There are a few translations in Atassa #1 but the one I'll mention here is a lesson drawn from The Battle of Little Big Horn (from Regression #3) which is about the violence attempted (and ultimately failed) by Sitting Bull and his peoples attempt to defend themselves against the European menace. The conclusion is worth repeating "Thus in the response to the question of means, we say that we cannot limit ourselves to the old weaponry just because we criticize the technological system. We should use the weapons of the system against itself. Just as the Native American participants did not hesitate to use those repeating firearms, we are not going to hesitate to use any modern weapon that might cause the enemy casualties."

Ramon Elani (also an editor of Black Seed, hence the tarring of that project with the same brush as the actions of ITS, a group based in Mexico) has a piece called the Return of the Warrior that returns to Pierre Clastres (who engaged anarchists have been interested in for the past 30 years) and reviews his work on what makes a society, what makes a state, and how violence may be the solution to both problems. This thinking is also followed up in his newest piece in Black Seed #5 (which is reprinted here.

This is a review of less than the first half of the first issue of Atassa. You can disagree with it, you can argue with it, but you cannot confuse it with support for the killing of comrade anarchists, with authoritarianism, or with murdering people, any more than is reading Helter Skelter, The Autobiography of Malcolm X, or Monster, or even the bulk of CCF and IAF material. I agree that the strategy, ethics, and sociability of these texts should all be questioned but shouting out emotionally-laden conclusions as if they are facts is not how to begin. I would love to publish texts that criticize these ideas and groups. This post-anarchist moment needs this kind of debate and I'm glad Atassa is inspiring this kind of emotional reaction. I just hope there are followthroughs more complex than the existing bombastic, moralistic, and accusing internet essays. This is not to say I'm against bombast, discussing morals, or accusations, but let's use them to begin a conversation, rather than end one.

Social Struggle

We deeply respect those anarchists who believe that anarchist practice is social struggle or it is nothing. We do not agree but we respect this position and apologize that our respect isn't always clear, as we focus on other things. We take disagreement as a central part of our anarchist practice and assume others do as well.

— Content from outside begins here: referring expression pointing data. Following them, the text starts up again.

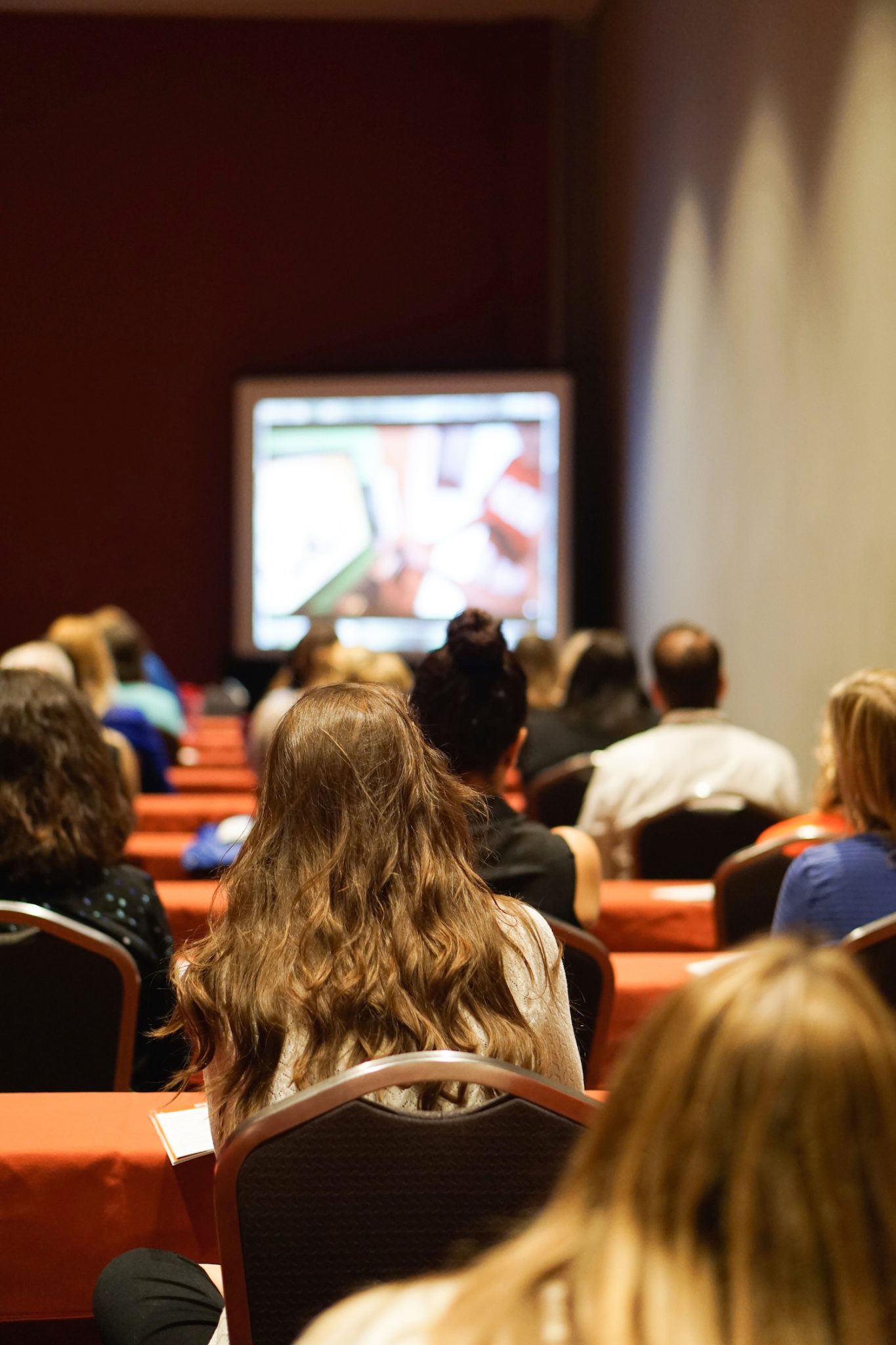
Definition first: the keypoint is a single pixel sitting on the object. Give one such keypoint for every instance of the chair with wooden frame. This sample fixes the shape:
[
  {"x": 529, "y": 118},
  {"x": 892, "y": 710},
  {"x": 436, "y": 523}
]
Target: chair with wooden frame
[
  {"x": 747, "y": 883},
  {"x": 554, "y": 797},
  {"x": 875, "y": 946},
  {"x": 591, "y": 985},
  {"x": 691, "y": 839},
  {"x": 69, "y": 998},
  {"x": 330, "y": 1191}
]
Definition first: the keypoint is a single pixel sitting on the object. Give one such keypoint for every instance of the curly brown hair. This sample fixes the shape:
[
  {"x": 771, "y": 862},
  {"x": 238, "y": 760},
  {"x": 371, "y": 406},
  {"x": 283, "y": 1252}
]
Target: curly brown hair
[
  {"x": 354, "y": 914},
  {"x": 64, "y": 817}
]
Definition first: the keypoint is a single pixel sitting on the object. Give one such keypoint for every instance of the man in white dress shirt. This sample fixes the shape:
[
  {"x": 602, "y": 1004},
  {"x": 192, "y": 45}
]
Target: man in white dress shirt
[{"x": 694, "y": 751}]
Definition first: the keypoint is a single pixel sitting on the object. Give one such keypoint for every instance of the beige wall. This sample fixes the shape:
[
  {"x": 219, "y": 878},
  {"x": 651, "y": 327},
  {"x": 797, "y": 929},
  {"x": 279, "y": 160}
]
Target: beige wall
[{"x": 747, "y": 155}]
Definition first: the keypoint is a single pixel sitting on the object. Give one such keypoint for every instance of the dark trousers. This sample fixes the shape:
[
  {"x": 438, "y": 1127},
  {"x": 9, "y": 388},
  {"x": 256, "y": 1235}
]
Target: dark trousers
[{"x": 155, "y": 1298}]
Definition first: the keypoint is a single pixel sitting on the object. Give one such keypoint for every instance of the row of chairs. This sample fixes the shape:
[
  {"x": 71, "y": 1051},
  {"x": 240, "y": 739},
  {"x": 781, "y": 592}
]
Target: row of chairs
[
  {"x": 328, "y": 1192},
  {"x": 46, "y": 965}
]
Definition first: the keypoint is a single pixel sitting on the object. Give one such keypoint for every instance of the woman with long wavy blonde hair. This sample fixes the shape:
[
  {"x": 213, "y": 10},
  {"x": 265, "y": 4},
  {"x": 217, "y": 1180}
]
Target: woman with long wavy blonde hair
[
  {"x": 738, "y": 1188},
  {"x": 355, "y": 927}
]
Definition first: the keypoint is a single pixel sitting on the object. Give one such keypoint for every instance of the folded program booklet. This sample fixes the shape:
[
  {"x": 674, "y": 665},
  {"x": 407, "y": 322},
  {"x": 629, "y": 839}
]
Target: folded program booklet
[{"x": 184, "y": 1133}]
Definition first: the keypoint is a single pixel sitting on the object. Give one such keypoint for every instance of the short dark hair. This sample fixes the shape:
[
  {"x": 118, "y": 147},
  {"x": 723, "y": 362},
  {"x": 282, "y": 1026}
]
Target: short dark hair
[
  {"x": 687, "y": 663},
  {"x": 469, "y": 695},
  {"x": 127, "y": 645},
  {"x": 64, "y": 817}
]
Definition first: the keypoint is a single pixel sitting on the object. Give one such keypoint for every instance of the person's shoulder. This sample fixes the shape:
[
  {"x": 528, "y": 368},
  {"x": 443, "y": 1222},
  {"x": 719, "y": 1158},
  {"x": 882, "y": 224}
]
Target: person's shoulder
[
  {"x": 759, "y": 743},
  {"x": 527, "y": 925},
  {"x": 822, "y": 862},
  {"x": 633, "y": 747},
  {"x": 385, "y": 1315}
]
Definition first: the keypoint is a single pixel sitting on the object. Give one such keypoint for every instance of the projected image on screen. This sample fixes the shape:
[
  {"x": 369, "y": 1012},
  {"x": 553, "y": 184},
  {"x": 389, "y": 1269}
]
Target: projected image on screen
[{"x": 395, "y": 513}]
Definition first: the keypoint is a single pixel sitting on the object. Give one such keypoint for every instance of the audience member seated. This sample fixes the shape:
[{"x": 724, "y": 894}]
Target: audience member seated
[
  {"x": 829, "y": 805},
  {"x": 539, "y": 661},
  {"x": 603, "y": 703},
  {"x": 133, "y": 689},
  {"x": 154, "y": 669},
  {"x": 736, "y": 1187},
  {"x": 471, "y": 701},
  {"x": 46, "y": 657},
  {"x": 64, "y": 822},
  {"x": 694, "y": 749},
  {"x": 355, "y": 927},
  {"x": 837, "y": 887},
  {"x": 82, "y": 640},
  {"x": 307, "y": 666}
]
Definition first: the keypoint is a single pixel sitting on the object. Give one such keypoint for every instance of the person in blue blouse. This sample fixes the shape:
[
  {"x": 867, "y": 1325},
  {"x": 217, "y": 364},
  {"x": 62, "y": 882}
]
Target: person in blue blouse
[{"x": 836, "y": 888}]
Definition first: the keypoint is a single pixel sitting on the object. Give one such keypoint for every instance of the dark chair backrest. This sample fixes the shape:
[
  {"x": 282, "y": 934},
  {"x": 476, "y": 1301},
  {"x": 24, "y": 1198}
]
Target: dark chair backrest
[
  {"x": 591, "y": 985},
  {"x": 691, "y": 839},
  {"x": 69, "y": 1001},
  {"x": 875, "y": 946},
  {"x": 554, "y": 797},
  {"x": 330, "y": 1191},
  {"x": 747, "y": 884}
]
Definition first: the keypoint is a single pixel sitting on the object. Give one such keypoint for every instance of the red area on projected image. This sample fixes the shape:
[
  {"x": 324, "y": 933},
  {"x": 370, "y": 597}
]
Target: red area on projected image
[{"x": 414, "y": 521}]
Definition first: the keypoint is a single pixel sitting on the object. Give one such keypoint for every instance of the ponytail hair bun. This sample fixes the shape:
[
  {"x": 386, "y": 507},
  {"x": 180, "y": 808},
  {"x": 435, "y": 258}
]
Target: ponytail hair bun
[{"x": 476, "y": 643}]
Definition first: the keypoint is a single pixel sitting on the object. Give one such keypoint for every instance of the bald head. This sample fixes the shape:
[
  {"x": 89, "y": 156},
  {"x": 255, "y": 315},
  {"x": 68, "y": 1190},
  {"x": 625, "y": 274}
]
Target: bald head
[
  {"x": 687, "y": 665},
  {"x": 43, "y": 657}
]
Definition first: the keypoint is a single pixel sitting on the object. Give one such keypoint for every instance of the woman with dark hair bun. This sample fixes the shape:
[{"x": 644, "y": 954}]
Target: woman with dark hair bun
[
  {"x": 603, "y": 703},
  {"x": 471, "y": 699},
  {"x": 64, "y": 824}
]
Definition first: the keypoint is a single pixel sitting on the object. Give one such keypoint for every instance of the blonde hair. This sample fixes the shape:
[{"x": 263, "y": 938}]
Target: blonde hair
[
  {"x": 863, "y": 725},
  {"x": 738, "y": 1187},
  {"x": 82, "y": 639},
  {"x": 826, "y": 794}
]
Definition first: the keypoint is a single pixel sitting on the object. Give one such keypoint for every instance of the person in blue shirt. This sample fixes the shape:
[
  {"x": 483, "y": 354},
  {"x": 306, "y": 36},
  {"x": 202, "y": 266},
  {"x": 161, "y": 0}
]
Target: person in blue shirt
[{"x": 836, "y": 888}]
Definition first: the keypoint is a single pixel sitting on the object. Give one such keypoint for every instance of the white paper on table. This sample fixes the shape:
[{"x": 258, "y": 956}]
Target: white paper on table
[
  {"x": 184, "y": 1134},
  {"x": 707, "y": 965},
  {"x": 684, "y": 892}
]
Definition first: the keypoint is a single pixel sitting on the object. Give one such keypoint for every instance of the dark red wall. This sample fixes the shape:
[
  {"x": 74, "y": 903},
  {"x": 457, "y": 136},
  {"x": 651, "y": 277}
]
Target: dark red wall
[{"x": 184, "y": 202}]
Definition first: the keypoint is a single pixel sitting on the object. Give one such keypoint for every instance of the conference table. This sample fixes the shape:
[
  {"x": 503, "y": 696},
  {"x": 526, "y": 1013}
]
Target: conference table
[
  {"x": 82, "y": 1179},
  {"x": 656, "y": 940},
  {"x": 85, "y": 1178}
]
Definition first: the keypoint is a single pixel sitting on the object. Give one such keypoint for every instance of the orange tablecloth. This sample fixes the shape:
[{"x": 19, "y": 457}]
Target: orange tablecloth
[
  {"x": 159, "y": 852},
  {"x": 213, "y": 779},
  {"x": 82, "y": 1179},
  {"x": 188, "y": 811},
  {"x": 230, "y": 755},
  {"x": 634, "y": 919},
  {"x": 643, "y": 981},
  {"x": 187, "y": 906},
  {"x": 218, "y": 730}
]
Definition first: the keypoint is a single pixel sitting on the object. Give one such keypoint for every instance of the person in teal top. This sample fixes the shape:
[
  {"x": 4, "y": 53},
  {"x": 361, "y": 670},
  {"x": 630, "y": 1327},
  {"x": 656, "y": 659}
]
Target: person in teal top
[{"x": 127, "y": 648}]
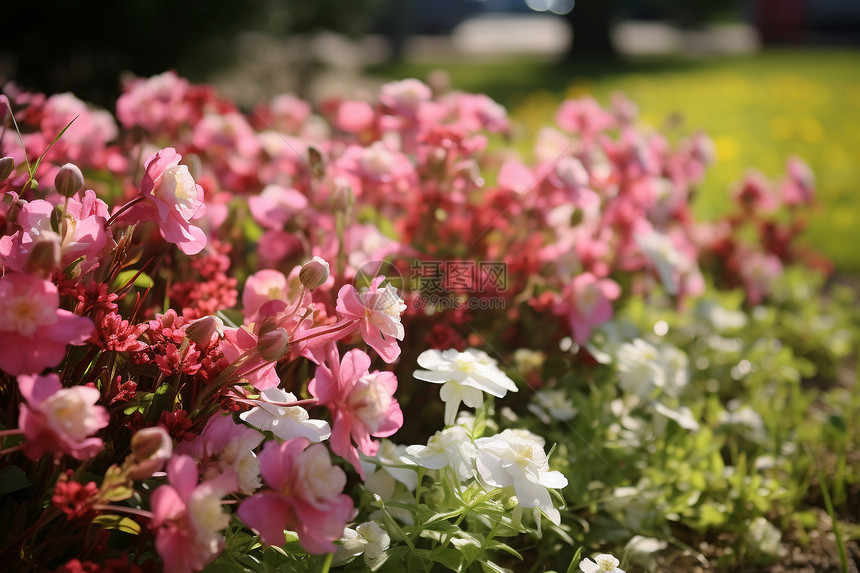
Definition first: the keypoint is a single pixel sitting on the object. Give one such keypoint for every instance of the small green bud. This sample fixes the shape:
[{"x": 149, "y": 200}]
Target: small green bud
[
  {"x": 7, "y": 165},
  {"x": 69, "y": 180}
]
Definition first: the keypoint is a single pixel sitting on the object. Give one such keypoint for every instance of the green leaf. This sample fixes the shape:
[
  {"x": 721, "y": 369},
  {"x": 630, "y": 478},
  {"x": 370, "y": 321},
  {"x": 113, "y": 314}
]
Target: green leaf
[
  {"x": 498, "y": 545},
  {"x": 577, "y": 557},
  {"x": 141, "y": 280},
  {"x": 397, "y": 554},
  {"x": 35, "y": 166},
  {"x": 450, "y": 558},
  {"x": 124, "y": 524},
  {"x": 12, "y": 478},
  {"x": 490, "y": 567}
]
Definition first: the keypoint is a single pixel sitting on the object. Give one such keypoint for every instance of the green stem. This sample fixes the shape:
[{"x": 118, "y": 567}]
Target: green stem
[{"x": 327, "y": 563}]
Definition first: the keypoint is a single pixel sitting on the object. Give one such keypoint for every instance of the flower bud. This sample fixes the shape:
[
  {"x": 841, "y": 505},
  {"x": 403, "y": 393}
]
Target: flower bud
[
  {"x": 150, "y": 449},
  {"x": 69, "y": 180},
  {"x": 314, "y": 273},
  {"x": 44, "y": 255},
  {"x": 203, "y": 329},
  {"x": 7, "y": 165},
  {"x": 274, "y": 344},
  {"x": 194, "y": 165}
]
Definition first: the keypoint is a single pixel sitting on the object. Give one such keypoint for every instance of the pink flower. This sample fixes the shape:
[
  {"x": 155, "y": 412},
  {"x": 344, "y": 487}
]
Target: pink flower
[
  {"x": 361, "y": 402},
  {"x": 583, "y": 117},
  {"x": 60, "y": 420},
  {"x": 305, "y": 496},
  {"x": 241, "y": 343},
  {"x": 276, "y": 206},
  {"x": 587, "y": 304},
  {"x": 188, "y": 516},
  {"x": 226, "y": 446},
  {"x": 378, "y": 311},
  {"x": 354, "y": 116},
  {"x": 157, "y": 104},
  {"x": 34, "y": 331},
  {"x": 84, "y": 225},
  {"x": 173, "y": 200},
  {"x": 260, "y": 288}
]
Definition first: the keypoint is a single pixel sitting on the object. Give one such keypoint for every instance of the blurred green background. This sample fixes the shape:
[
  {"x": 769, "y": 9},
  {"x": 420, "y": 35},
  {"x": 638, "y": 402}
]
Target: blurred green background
[
  {"x": 793, "y": 90},
  {"x": 759, "y": 109}
]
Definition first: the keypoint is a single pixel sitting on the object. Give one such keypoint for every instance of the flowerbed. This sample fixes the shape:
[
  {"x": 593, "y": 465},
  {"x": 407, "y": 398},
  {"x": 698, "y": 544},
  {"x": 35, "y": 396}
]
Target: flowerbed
[{"x": 372, "y": 337}]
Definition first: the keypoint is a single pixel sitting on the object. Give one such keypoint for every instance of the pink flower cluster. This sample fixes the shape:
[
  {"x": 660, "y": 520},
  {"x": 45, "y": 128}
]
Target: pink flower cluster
[{"x": 106, "y": 331}]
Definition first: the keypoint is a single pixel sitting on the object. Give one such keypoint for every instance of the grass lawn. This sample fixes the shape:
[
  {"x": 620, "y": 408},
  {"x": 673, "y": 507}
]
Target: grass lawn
[{"x": 758, "y": 109}]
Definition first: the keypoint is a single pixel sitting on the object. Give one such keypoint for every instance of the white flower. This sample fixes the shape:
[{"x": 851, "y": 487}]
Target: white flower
[
  {"x": 747, "y": 421},
  {"x": 682, "y": 415},
  {"x": 515, "y": 459},
  {"x": 376, "y": 539},
  {"x": 286, "y": 422},
  {"x": 721, "y": 318},
  {"x": 450, "y": 447},
  {"x": 389, "y": 459},
  {"x": 385, "y": 307},
  {"x": 552, "y": 404},
  {"x": 368, "y": 538},
  {"x": 464, "y": 377},
  {"x": 602, "y": 562},
  {"x": 669, "y": 261},
  {"x": 639, "y": 370}
]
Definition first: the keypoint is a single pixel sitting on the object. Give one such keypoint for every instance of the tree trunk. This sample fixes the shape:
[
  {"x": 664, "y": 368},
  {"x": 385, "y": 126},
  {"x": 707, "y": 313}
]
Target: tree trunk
[{"x": 590, "y": 23}]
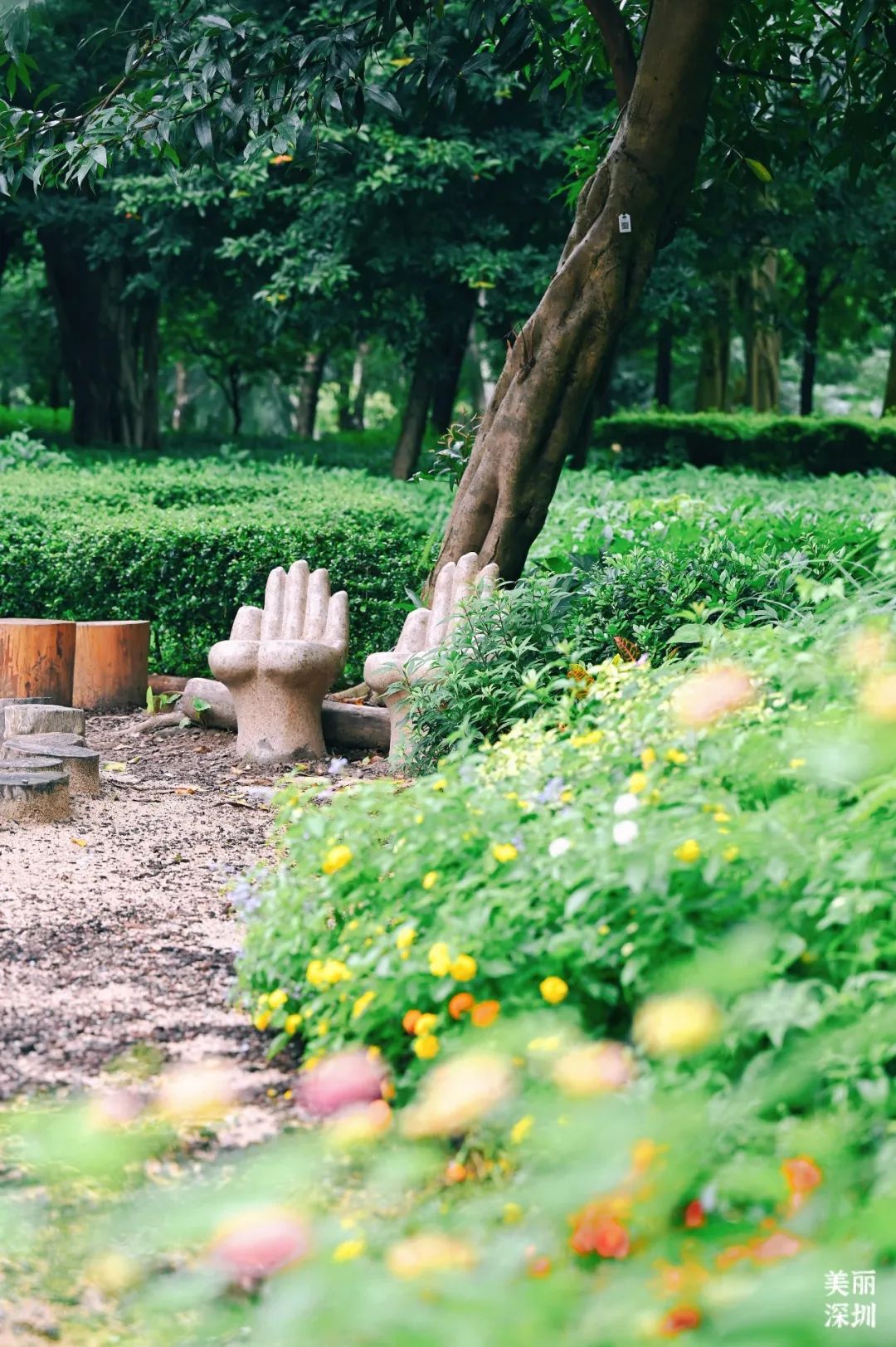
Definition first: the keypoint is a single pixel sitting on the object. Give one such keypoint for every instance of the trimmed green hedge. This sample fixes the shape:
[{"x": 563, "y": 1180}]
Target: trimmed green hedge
[
  {"x": 759, "y": 443},
  {"x": 183, "y": 546}
]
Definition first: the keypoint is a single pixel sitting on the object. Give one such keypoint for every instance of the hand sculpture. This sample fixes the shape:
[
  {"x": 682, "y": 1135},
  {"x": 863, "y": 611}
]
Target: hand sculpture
[
  {"x": 279, "y": 663},
  {"x": 425, "y": 629}
]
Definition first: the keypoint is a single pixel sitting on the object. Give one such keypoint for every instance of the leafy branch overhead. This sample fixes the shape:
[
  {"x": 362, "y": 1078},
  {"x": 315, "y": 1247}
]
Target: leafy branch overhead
[{"x": 255, "y": 80}]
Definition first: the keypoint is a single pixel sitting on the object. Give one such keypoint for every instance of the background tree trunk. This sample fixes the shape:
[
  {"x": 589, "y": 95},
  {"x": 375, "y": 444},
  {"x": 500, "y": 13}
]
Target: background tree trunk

Social struggle can be intoxicating. We have been high ourselves and we are not saying it is for naught. We are saying that it is part of what makes interesting people--all of our closest friends have fought the same pyrrhic battles you are fighting today--but it is only a part. It is also a bunch of other things that we, and our friends, criticize all the time. It is often paternalistic, christian, futile, embarrassing, and self righteous, whereas our nihilistic excesses can seem childish, funny-not-funny, embarrassing, edgelordy, and insufficiently serious. These are called different perspectives and our disagreements could start from the baseline of knowing the strengths and weaknesses of each other's positions.

LBC does NOT support ITS or violent attacks against anarchists. This does not mean that we believe that all anarchists are the same or even on the same team but this so called support we have been accused of isn't material, ideological, or real. Accusing us of supporting ITS is a way of using guilt by (three degrees of) association instead of by argumentation. Atassa is a journal of eco-extremism and is not the same thing as a group from another country who travel in some of the same ideas. People who spend their time calling publications (that do not make calls to action) "authoritarian" and smearing potential collaborators with a pile of name-calling instead of fighting for the social struggle they claim to desire, are wasting their time, and ours.